Drawing on my core expertise in CS/Math/Neurobiology, I have been carrying out a long-term independent research project in Machine Learning, with a major biologically-inspired slant.
Compared with the currently-fashionable style of ML, part of my approach is much more in line with how biological systems work – for example
involving decentralization, asynchronous signals, chaotic systems, different timescales (akin to "metabotropic" changes in neurons), and evolutionary algorithms.
A mix of bottom-up and top-down approaches.
A search for the minimalistic essence of the computing capability of human neurons – minus all the extraneous elements of cell biology – also with
an interest in AGI (Artificial General Intelligence.)

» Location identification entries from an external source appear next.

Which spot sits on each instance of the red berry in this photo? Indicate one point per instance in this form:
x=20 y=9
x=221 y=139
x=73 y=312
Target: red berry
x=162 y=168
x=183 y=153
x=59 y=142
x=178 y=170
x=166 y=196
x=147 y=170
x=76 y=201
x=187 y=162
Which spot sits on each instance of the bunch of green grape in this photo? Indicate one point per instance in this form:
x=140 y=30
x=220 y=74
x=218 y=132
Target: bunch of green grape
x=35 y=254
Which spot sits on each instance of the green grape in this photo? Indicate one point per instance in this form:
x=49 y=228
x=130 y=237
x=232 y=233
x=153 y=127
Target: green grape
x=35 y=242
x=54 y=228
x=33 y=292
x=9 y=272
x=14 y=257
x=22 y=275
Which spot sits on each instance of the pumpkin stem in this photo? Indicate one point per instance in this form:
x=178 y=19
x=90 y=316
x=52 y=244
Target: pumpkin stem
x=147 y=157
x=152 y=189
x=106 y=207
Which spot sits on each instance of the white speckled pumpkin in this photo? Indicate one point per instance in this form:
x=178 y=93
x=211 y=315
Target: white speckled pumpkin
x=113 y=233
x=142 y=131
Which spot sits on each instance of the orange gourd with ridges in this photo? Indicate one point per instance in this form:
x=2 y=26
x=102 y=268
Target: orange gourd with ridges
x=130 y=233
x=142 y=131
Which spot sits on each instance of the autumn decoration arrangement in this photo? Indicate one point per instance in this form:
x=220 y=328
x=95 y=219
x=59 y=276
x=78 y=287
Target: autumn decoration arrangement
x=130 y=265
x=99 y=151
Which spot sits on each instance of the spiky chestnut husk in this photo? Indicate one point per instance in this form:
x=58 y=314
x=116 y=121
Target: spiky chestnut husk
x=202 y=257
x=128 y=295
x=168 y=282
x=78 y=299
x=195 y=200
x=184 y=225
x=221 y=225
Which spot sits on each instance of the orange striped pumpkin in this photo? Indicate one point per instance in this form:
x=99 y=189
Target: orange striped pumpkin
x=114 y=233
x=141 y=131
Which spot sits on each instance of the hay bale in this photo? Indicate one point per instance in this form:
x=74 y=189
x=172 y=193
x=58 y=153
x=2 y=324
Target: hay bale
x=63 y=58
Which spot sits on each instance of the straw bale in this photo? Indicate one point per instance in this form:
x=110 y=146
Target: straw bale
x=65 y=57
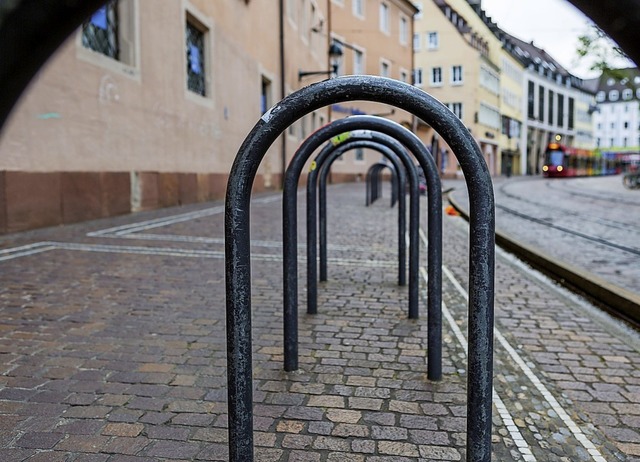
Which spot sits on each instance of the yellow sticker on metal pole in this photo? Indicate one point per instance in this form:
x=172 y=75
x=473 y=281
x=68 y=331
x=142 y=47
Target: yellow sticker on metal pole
x=336 y=140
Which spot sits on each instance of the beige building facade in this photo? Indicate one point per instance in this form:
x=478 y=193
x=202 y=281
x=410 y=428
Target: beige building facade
x=454 y=63
x=147 y=104
x=375 y=39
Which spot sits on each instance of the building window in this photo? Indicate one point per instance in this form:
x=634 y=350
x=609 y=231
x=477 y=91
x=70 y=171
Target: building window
x=358 y=62
x=417 y=77
x=291 y=10
x=195 y=52
x=456 y=108
x=541 y=103
x=265 y=95
x=404 y=30
x=100 y=33
x=385 y=69
x=570 y=108
x=419 y=6
x=560 y=110
x=436 y=76
x=531 y=100
x=384 y=17
x=303 y=21
x=358 y=8
x=456 y=75
x=433 y=40
x=489 y=116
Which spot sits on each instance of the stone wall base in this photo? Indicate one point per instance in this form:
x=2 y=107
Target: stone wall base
x=30 y=200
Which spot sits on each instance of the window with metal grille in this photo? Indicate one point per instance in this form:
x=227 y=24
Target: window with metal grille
x=196 y=77
x=100 y=32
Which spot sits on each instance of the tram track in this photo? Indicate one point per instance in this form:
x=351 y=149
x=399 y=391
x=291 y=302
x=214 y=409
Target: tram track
x=544 y=222
x=563 y=211
x=547 y=236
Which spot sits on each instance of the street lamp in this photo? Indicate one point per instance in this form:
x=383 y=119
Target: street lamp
x=335 y=52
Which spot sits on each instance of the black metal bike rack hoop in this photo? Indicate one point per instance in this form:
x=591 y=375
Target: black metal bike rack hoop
x=434 y=232
x=373 y=183
x=237 y=246
x=342 y=129
x=316 y=215
x=323 y=168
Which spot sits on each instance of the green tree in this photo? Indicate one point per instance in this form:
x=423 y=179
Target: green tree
x=603 y=53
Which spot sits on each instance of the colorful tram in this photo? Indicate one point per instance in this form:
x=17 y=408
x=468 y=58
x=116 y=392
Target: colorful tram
x=566 y=161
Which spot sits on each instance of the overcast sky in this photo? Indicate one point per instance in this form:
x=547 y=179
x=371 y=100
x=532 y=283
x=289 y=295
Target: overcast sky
x=553 y=25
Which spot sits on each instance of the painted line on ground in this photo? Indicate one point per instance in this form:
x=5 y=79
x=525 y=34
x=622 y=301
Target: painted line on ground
x=25 y=250
x=179 y=252
x=537 y=383
x=220 y=241
x=507 y=419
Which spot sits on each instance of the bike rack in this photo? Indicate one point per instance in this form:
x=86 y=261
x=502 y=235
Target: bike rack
x=374 y=180
x=434 y=216
x=321 y=166
x=238 y=239
x=342 y=127
x=360 y=141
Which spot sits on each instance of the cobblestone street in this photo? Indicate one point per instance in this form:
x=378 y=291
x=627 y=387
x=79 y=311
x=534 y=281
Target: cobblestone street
x=113 y=348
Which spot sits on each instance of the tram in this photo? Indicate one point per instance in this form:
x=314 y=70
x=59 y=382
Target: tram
x=566 y=161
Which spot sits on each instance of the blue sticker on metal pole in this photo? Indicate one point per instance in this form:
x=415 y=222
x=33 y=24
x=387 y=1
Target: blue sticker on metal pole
x=99 y=18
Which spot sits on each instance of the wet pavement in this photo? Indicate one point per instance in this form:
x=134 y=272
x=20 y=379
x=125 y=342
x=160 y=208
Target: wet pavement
x=112 y=347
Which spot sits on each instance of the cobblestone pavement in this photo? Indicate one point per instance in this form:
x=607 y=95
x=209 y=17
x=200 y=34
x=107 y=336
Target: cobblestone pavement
x=591 y=223
x=112 y=348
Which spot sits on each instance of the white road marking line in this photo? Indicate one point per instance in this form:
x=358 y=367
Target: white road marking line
x=179 y=252
x=506 y=417
x=553 y=402
x=220 y=241
x=172 y=219
x=25 y=250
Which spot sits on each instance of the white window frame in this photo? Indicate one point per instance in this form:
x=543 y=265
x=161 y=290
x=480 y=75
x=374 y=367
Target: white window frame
x=420 y=7
x=404 y=30
x=384 y=17
x=454 y=80
x=128 y=64
x=358 y=8
x=436 y=71
x=417 y=41
x=404 y=75
x=385 y=63
x=433 y=40
x=418 y=80
x=358 y=67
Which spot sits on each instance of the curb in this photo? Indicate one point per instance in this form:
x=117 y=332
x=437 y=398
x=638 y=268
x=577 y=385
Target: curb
x=614 y=299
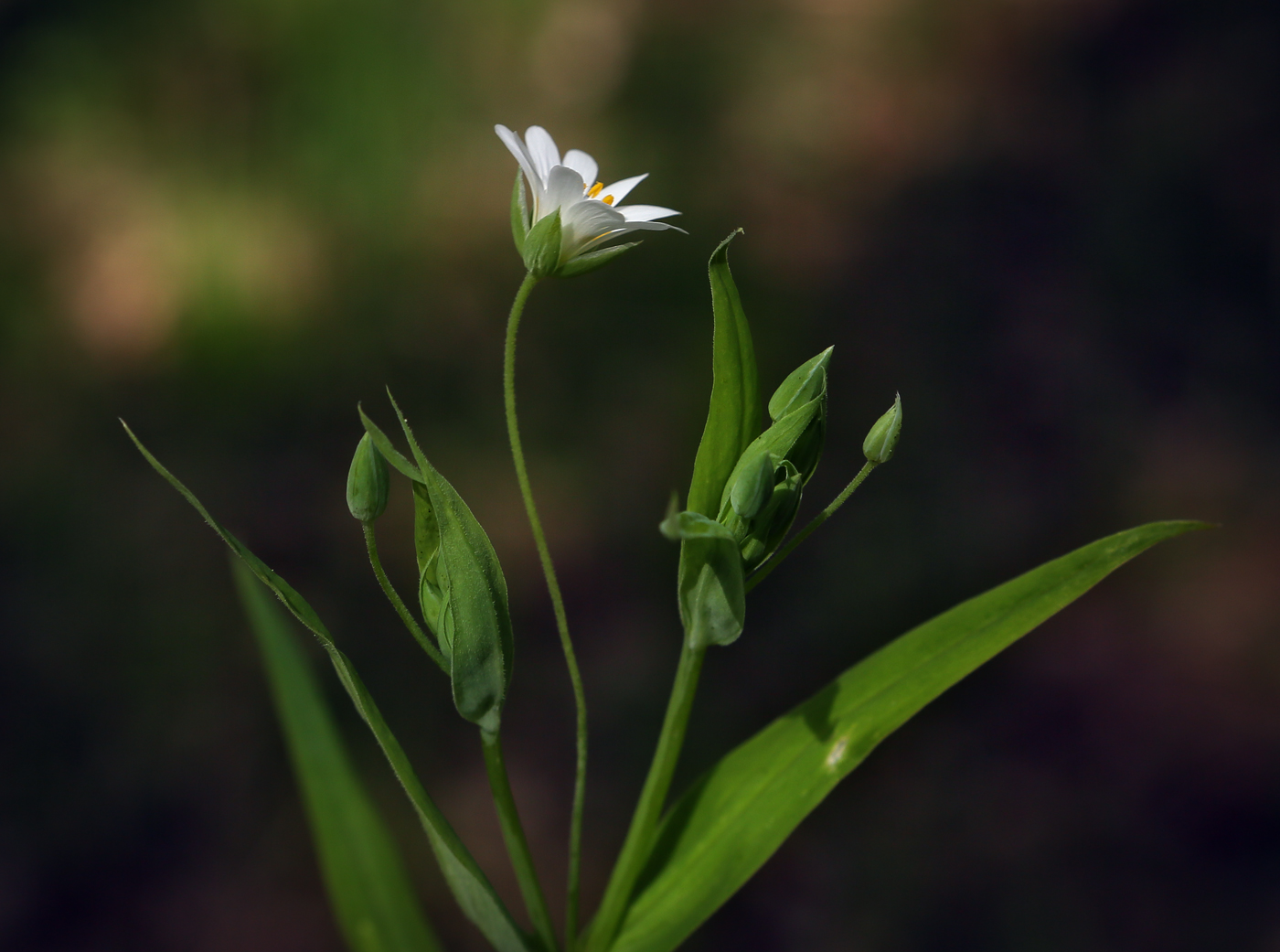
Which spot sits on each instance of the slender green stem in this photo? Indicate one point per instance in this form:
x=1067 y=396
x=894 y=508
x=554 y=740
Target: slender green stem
x=644 y=824
x=393 y=596
x=544 y=555
x=517 y=847
x=776 y=560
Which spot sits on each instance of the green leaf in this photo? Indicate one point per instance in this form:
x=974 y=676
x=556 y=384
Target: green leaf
x=474 y=615
x=518 y=212
x=471 y=890
x=712 y=586
x=733 y=415
x=738 y=814
x=584 y=263
x=373 y=898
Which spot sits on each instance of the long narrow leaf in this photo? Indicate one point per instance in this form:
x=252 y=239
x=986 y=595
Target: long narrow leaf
x=370 y=892
x=736 y=815
x=733 y=415
x=464 y=878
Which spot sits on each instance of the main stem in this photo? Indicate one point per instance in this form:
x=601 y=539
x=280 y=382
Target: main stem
x=644 y=824
x=517 y=847
x=544 y=555
x=776 y=560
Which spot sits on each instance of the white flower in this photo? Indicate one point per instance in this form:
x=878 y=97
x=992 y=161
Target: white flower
x=591 y=211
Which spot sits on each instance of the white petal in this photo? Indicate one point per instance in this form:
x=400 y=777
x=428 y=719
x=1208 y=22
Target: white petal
x=517 y=149
x=563 y=188
x=541 y=150
x=585 y=221
x=645 y=212
x=582 y=164
x=621 y=189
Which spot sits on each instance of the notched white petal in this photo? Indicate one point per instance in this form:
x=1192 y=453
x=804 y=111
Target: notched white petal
x=645 y=212
x=582 y=164
x=563 y=188
x=541 y=150
x=517 y=149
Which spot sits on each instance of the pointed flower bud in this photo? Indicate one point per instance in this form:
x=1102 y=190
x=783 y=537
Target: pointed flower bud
x=368 y=481
x=882 y=439
x=802 y=385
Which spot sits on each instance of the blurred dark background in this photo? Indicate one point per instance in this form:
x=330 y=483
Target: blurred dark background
x=1051 y=224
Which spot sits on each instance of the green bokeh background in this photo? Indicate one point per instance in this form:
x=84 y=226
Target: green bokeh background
x=1050 y=224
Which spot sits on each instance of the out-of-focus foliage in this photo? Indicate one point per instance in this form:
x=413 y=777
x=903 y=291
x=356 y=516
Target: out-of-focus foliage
x=1050 y=225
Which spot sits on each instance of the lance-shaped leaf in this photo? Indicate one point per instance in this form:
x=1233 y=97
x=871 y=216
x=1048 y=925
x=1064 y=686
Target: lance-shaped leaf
x=470 y=887
x=371 y=894
x=474 y=619
x=802 y=385
x=735 y=817
x=712 y=594
x=733 y=415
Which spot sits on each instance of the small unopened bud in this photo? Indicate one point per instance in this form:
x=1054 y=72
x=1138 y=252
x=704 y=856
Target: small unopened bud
x=882 y=439
x=368 y=481
x=802 y=385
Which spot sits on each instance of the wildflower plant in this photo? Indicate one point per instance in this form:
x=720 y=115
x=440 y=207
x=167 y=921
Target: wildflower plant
x=684 y=858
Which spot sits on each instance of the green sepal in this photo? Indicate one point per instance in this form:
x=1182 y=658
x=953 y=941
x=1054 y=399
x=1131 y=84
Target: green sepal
x=802 y=385
x=762 y=534
x=783 y=441
x=584 y=263
x=474 y=622
x=518 y=212
x=712 y=585
x=543 y=246
x=371 y=894
x=464 y=878
x=752 y=487
x=882 y=439
x=733 y=412
x=387 y=448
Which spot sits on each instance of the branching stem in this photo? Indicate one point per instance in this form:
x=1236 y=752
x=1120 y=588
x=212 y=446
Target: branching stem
x=544 y=555
x=517 y=847
x=776 y=560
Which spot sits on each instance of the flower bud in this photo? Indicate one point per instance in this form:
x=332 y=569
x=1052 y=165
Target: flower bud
x=368 y=481
x=802 y=385
x=882 y=439
x=543 y=246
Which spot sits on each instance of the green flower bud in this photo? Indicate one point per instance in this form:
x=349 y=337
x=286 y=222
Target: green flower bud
x=368 y=481
x=752 y=487
x=882 y=439
x=543 y=246
x=772 y=523
x=803 y=384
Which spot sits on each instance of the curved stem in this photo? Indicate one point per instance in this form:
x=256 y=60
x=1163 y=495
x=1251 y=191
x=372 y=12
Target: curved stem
x=393 y=596
x=517 y=454
x=644 y=823
x=514 y=833
x=776 y=560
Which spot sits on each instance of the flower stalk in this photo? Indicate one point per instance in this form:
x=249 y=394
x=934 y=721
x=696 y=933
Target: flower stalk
x=544 y=557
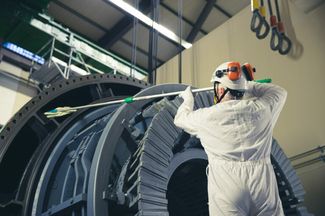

The current state of the project is a Mixed Platform that can handle Dual Network types:
Of especial interest to me is ML to control/understand/fine-tune a dynamical system, such as the biological networks of my open-source project
Life123.
Under such circumstances, the Gain function is not analytically available – and it will typically include random components from chaotic effects and/or
interactions with unpredictable (simulated) environments. So, gradients can only be estimated from sample points in the search space.
Implementation: the dual platform is based on both my own independent research as well as on "traditional" ML/deep networks (gradient descent, Python, Tensorflow.) The code is at present not made public.
Technologies used: Originally prototyped in Mathematica, then developed in C#/.NET, with a WPF UI. Most recently ported to Python/TensorFlow/Flask, with a browser-based UI.